Defendants correctly contend that several courts applying North Carolina law have found that “inadvertent driver error caused by falling asleep behind the wheel by itself does not support an award of punitive damages.” George v. Greyhound Lines, Inc., 210 N.C. App. 388, 397, 708 S.E.2d 201 (2011) (emphasis in original). However, in this case, a jury could conclude that fraudulent record-keeping and repeated rule violations on the day prior to the crash, combined with insufficient rest, amounted to a “conscious and intentional disregard of and indifference [*8]  to the rights and safety of others” which Lawrence at a minimum should have known would be “reasonably likely to result in injury”. N.C. Gen. Stat. § 1D-5(7). Accordingly, the Court will permit plaintiff to seek punitive damages from Lawrence at trial.
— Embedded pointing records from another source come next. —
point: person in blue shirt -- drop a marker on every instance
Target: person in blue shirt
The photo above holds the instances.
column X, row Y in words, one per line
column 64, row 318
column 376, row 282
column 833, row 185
For the foregoing reasons, defendants’ motion for partial summary judgment [DE 45] is GRANTED IN PART and DENIED IN PART. Defendant G. Allen Equipment is entitled to summary judgment in its favor on plaintiff’s claim for direct corporate negligence and on plaintiff’s request for punitive damages. Plaintiff’s request for punitive damages against Lawrence remains for trial.

The clerk is DIRECTED to refer this matter to the appropriate United States Magistrate Judge to conduct a pretrial conference.

SO ORDERED, this 15 day of April 2022.